A statement from Likud retorted that the Latet NGO’s report was “inflated” and that a National Insurance Institute report, released a few days earlier, which showed a decrease in poverty rates, is a more accurate evaluation. The Likud statement accused left-wing leaders and Peres of attempting to use the inaccurate statistics to steal away right-wing voters, in order to “make the concessions and withdrawals that Shimon Peres has dreamed about all these years.”

Over in Haaretz, the paper quotes Settlers’ Council head Danny Dayan, a candidate in the upcoming Jewish Home party primaries, leveling fierce criticism at Peres. “This is a man whose budget for his 90th birthday party, which was celebrated for an entire year, could have fed tens of thousands.

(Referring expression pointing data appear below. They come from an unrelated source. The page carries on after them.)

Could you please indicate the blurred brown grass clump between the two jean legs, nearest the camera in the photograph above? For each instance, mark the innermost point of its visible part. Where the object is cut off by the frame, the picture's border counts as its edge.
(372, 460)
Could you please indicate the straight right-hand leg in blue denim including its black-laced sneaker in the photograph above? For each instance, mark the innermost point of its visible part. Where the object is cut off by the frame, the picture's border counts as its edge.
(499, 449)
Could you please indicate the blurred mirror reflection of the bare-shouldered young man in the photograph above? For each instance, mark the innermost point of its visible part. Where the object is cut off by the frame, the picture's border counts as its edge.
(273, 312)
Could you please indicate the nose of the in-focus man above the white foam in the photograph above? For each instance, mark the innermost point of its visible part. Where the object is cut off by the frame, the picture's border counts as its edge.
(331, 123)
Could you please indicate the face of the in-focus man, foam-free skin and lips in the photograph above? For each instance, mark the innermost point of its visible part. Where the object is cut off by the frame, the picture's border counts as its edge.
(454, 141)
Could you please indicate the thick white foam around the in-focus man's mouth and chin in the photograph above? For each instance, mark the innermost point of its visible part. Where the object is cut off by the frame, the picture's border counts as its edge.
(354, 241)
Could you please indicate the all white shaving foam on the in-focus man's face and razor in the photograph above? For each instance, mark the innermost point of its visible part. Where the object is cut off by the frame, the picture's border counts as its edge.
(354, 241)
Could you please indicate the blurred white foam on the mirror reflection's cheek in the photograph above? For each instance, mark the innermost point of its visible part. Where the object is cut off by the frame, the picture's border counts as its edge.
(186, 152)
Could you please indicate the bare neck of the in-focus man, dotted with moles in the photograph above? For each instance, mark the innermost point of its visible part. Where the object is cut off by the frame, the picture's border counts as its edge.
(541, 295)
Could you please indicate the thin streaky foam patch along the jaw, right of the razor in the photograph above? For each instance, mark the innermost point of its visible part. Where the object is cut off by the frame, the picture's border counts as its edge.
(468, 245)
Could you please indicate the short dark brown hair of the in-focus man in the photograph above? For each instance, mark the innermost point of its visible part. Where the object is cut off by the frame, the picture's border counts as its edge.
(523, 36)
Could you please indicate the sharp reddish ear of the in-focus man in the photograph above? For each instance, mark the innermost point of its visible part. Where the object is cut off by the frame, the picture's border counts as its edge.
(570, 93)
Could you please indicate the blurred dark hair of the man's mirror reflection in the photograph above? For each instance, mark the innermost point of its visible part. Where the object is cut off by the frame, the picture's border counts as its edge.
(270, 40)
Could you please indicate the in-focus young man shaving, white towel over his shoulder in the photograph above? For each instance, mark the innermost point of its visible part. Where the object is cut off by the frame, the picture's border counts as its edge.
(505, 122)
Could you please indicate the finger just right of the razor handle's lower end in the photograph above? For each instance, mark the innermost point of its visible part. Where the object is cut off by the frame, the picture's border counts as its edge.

Peres is not the man to teach us what social justice is,” he said.

Labor party leader Isaac Herzog swiftly came to Peres’s defense, saying the former president “lives and breathes the good of the country since it was founded. Loudly, clearly and in a Zionist fashion, he voiced the feelings of most of the concerned Israeli citizens.”

Former finance minister Yair Lapid, also responding to the poverty report, said Netanyahu had poured cash into remote settlements rather than feed the poor.

Alongside the political sparring on poverty, Yedioth features a report on Israel’s (7,000) overworked social workers, tasked with assisting the (450,000) poor families. “Most of the poor families that we are supposed to help, we simply don’t manage to reach,” one says.

A gruesome murder-suicide in Rishon Lezion also grips the Hebrew papers, after a husband stabs his wife repeatedly, runs away, and hangs himself at a nearby park.

Yedioth reports that “in this story there were no red flags: no police complaints, and no reports to the welfare authorities. This is a story of a family that seemingly lived peacefully, with a mother who faithfully raised her five children.”

When the murder took place, two of the couple’s five children were home: a 16-year-old girl and a 3-year-old boy. The daughter stepped into the room when she heard her mother screaming and witnessed her being murdered. The toddler, meanwhile, fled the house.

“We heard screaming and then there was a knock on the door,” a neighbor, Eitan, told the paper. “We opened it and saw a small boy crying. We asked him what was wrong, but he didn’t answer. He just cried.”

Yedioth quotes relatives who said the couple had briefly separated but recently agreed that the father should move back home. The Mitiko family immigrated from Ethiopia in 2004, it reports, and their eldest son, 20, was injured in the summer Gaza conflict.

Contradicting the Yedioth report, Haaretz writes that the couple had sought help with a nearby welfare center up until two years ago, but not for domestic violence.

The paper reports that 102 women were killed by their husbands between 2004 and 2012, and that over 20% of the victims were Ethiopian women, despite the Ethiopian community representing only 1.5% of the overall population.